Where the comic rhythms of Allen's recent work have felt woefully out of joint, this one is frisky, fleet-footed and sometimes very funny. It is a brilliant touch that when Gil finally tries to explain his bizarre time slippage, he happens to choose Dali, Buñuel and Man Ray for his audience – three surrealists who find nothing odd about his story at all. The one thing I don't think we can call it, though, is fresh. Allen is revisiting the glorious time-travel comedy of his 1977 short story "The Kugelmass Episode", in which a literature professor suddenly finds himself a character within the pages of Madame Bovary. It's also a variation on the metaphysical games of his later movie The Purple Rose of Cairo, where a forlorn waitress in Depression America is offered an escape into the fantasy of the cinema screen. Allen may also have had in mind Alan Rudolph's great film The Moderns, a parable about art and forgery that was itself a woozy pipe-dream of Paris in the 1920s, with similar walk-ons for Hemingway et al.

The frothiness of the film turns out to conceal a mildly serious point about our attitude to the past. Gil, absorbed in his romance with the Jazz Age, is amazed when Adriana magicks them even further back to the 1890s and introduces him to Lautrec, Gauguin and Degas: for her, the Belle Epoque is the one they ought to be inhabiting. This is the fallacy of "golden-age thinking", in Allen's view, the temptation to regard any era but one's own as the place to be. Gil's attachment to the past is primarily an artistic one, though it might also be a displacement activity for what's going wrong with his present – namely, a fiancée who doesn't get him. Rachel McAdams highlights a recent feebleness in Allen's writing as she degenerates from impatient onlooker to a caricature of US charmlessness, ready to accuse a hotel maid of theft on no evidence, and then casually confessing to Gil that she's just betrayed him. That her dad has put a private detective on Gil's nocturnal traipsing is a liberty too far, even with its cutely surreal payoff.

If it is too late to expect another great Woody Allen film, Midnight in Paris is nevertheless a surprising event, the surprise being that he's still capable of grace, lightness, wit.
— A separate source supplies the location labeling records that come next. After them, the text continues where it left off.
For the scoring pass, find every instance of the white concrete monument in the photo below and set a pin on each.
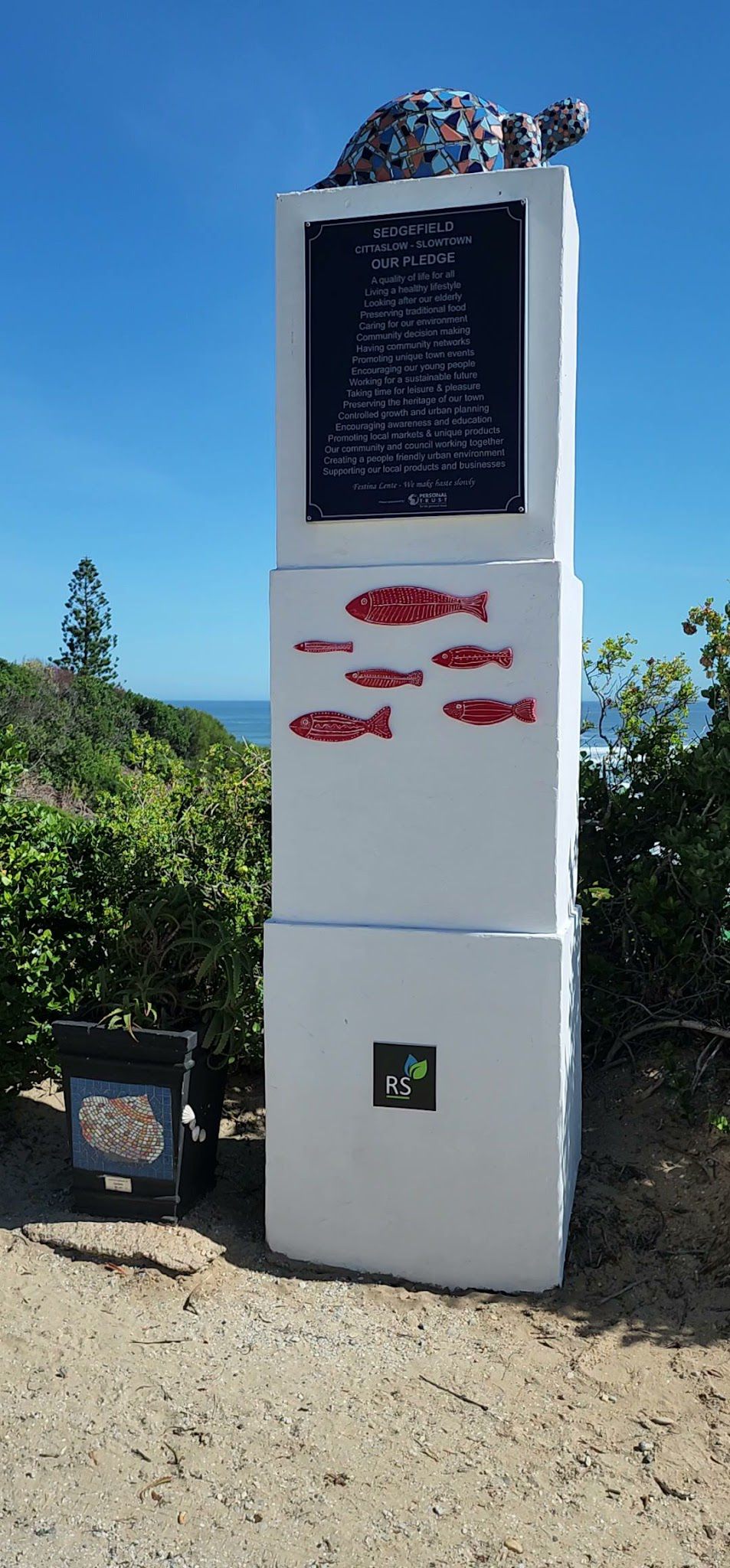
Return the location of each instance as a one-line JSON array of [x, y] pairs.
[[423, 957]]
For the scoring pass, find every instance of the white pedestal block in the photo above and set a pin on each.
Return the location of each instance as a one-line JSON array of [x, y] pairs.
[[421, 965], [453, 825], [473, 1194]]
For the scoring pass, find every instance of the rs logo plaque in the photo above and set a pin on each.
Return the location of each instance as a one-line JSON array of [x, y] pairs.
[[404, 1076]]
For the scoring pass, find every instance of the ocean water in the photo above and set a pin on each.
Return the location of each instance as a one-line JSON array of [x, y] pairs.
[[253, 720]]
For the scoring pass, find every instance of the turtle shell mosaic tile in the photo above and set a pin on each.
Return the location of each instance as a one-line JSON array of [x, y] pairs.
[[441, 131], [121, 1128]]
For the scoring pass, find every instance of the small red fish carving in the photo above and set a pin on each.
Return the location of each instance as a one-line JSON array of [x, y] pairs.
[[341, 727], [404, 606], [324, 648], [471, 658], [487, 710], [385, 678]]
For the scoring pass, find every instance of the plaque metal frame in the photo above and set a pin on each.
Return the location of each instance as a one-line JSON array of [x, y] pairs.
[[514, 504]]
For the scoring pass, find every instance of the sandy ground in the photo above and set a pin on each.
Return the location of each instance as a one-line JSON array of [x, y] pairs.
[[284, 1418]]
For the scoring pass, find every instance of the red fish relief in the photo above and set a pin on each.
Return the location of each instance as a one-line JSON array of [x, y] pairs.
[[470, 658], [385, 678], [402, 606], [341, 727], [486, 710], [324, 648]]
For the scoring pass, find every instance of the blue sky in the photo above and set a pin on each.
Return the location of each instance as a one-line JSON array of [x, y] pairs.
[[139, 164]]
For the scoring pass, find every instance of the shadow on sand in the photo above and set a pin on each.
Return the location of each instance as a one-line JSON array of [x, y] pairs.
[[650, 1237]]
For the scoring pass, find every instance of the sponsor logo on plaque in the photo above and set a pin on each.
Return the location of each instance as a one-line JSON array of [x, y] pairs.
[[404, 1076], [415, 363]]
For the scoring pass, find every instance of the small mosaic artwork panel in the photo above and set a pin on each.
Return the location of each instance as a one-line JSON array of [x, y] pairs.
[[121, 1129]]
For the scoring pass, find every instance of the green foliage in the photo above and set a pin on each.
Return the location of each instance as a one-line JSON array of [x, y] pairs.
[[52, 913], [715, 658], [192, 860], [87, 640], [655, 857], [152, 908], [77, 731], [185, 730]]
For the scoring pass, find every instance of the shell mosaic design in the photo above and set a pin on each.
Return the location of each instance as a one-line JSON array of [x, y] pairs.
[[441, 131], [124, 1128]]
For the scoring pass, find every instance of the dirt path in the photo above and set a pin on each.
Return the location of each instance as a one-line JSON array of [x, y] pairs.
[[288, 1419]]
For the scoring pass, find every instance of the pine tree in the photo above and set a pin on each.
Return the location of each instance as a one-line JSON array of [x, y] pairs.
[[87, 635]]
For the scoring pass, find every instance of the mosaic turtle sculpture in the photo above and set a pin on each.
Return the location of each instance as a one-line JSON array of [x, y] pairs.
[[445, 132]]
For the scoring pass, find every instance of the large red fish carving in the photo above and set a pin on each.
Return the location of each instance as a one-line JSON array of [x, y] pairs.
[[471, 658], [324, 648], [407, 606], [385, 678], [341, 727], [487, 710]]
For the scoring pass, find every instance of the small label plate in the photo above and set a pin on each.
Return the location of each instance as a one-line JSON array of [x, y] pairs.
[[404, 1076]]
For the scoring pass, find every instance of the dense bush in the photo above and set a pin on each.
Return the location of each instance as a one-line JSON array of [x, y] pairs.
[[76, 897], [52, 913], [655, 855], [175, 863]]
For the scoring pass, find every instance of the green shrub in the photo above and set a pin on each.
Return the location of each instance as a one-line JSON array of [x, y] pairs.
[[77, 730], [655, 858], [188, 731], [54, 915]]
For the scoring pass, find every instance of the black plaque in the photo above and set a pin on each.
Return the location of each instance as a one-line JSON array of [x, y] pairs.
[[415, 363]]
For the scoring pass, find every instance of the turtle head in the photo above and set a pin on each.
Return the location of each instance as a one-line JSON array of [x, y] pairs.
[[562, 124]]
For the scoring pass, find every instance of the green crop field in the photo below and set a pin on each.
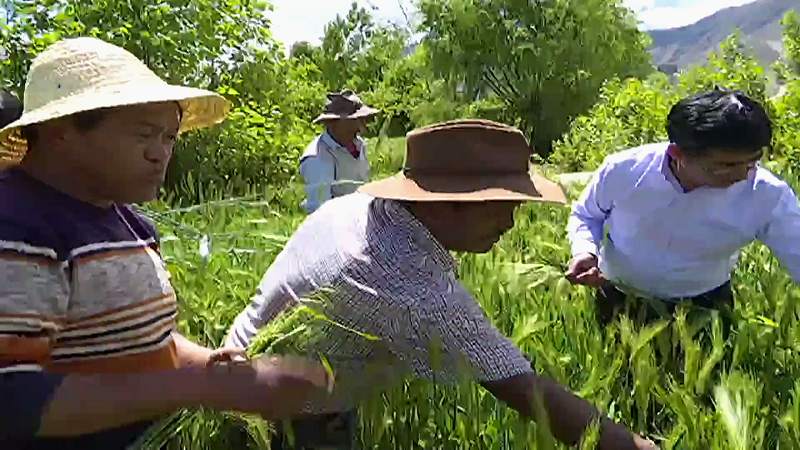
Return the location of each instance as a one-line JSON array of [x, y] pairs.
[[679, 384], [576, 77]]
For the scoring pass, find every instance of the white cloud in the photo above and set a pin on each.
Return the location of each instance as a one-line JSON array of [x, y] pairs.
[[685, 13], [305, 20]]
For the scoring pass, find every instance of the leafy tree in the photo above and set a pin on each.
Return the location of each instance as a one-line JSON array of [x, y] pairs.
[[302, 49], [546, 60], [223, 45], [630, 113], [731, 67]]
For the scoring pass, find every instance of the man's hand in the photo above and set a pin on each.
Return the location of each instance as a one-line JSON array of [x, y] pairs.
[[273, 387], [583, 270], [644, 444], [226, 354]]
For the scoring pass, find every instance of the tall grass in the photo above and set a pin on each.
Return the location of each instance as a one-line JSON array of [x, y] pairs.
[[677, 382]]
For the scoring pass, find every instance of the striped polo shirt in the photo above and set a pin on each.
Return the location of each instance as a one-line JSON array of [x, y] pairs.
[[82, 288]]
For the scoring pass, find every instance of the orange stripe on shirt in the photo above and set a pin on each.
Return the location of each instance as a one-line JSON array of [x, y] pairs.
[[164, 358], [109, 254], [77, 323], [28, 349], [78, 326], [113, 339]]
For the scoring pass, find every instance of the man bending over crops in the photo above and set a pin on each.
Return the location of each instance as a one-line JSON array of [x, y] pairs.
[[89, 355], [376, 263], [679, 212], [335, 163]]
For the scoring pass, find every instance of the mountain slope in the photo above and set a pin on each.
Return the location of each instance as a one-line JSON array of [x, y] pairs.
[[758, 23]]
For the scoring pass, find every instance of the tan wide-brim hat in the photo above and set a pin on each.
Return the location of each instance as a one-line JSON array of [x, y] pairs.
[[467, 160], [83, 74], [345, 105]]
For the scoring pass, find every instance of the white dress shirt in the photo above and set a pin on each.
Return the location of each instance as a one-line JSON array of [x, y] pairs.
[[329, 170], [671, 243]]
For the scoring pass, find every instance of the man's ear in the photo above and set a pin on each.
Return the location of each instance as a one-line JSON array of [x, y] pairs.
[[675, 151]]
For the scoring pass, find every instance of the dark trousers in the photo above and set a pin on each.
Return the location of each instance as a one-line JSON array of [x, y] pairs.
[[609, 301], [336, 431]]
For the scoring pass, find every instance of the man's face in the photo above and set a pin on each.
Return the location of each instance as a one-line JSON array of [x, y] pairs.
[[475, 227], [718, 168], [125, 156]]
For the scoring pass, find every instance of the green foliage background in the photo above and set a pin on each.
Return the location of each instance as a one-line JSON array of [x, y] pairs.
[[576, 77]]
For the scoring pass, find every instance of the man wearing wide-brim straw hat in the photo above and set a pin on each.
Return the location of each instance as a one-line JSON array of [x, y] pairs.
[[380, 261], [89, 355], [336, 163]]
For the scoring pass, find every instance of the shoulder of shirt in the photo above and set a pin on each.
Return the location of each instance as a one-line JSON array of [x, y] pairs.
[[770, 185], [22, 217], [148, 226], [313, 149], [633, 161]]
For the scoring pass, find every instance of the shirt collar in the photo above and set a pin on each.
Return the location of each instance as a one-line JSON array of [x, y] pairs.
[[400, 216], [661, 162]]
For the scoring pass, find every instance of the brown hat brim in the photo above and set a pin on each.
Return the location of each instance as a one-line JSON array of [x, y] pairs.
[[364, 111], [531, 187]]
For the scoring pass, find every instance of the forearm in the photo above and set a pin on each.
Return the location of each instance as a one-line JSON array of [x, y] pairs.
[[85, 404], [190, 354], [567, 414]]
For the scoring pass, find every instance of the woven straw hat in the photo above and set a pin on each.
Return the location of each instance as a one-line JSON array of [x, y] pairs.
[[83, 74], [345, 105], [467, 161]]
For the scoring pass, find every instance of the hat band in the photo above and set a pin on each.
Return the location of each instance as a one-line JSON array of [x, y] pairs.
[[408, 173]]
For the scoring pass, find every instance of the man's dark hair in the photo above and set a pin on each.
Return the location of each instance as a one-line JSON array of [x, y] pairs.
[[719, 120], [10, 108]]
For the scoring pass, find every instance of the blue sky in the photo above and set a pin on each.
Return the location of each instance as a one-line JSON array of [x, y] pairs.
[[297, 20]]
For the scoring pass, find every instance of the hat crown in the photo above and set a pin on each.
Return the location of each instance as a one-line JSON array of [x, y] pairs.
[[75, 66], [346, 102], [467, 147]]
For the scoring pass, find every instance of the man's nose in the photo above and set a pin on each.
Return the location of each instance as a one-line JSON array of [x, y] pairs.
[[159, 153]]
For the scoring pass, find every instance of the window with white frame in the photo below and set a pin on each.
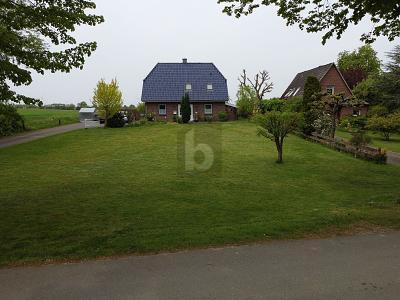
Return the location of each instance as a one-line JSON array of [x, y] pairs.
[[208, 109], [330, 90], [162, 109]]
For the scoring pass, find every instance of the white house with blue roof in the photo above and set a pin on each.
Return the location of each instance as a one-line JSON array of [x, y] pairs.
[[207, 88]]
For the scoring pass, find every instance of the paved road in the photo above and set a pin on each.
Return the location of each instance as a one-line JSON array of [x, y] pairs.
[[37, 134], [393, 158], [359, 267]]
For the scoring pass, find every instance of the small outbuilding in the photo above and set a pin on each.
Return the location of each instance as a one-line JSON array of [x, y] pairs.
[[88, 114]]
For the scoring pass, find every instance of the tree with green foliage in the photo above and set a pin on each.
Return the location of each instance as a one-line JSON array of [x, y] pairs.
[[368, 90], [330, 17], [28, 28], [364, 58], [276, 126], [10, 121], [107, 99], [386, 126], [246, 101], [186, 110], [261, 85], [82, 104], [332, 105], [312, 93], [141, 108], [274, 104], [389, 83], [359, 65]]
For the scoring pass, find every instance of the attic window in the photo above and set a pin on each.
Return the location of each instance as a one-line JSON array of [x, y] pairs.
[[288, 94], [208, 109], [162, 109]]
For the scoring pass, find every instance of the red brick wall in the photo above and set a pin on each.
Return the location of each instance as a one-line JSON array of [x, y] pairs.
[[171, 108], [333, 78], [348, 111], [197, 108]]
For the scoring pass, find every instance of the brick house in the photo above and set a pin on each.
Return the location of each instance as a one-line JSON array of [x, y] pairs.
[[332, 82], [207, 88]]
The smart comebacks may not have the zing of old – "Have you ever hunted?" Hemingway asks. "Only for bargains," replies Gil – but they have enough about them to raise a chuckle. I accept that four stars is perhaps one too many for this slender jeu d'esprit; divide the extra one between a bonus for Owen Wilson's performance, and a tentative hope that the film won't prove to have been a complete fluke.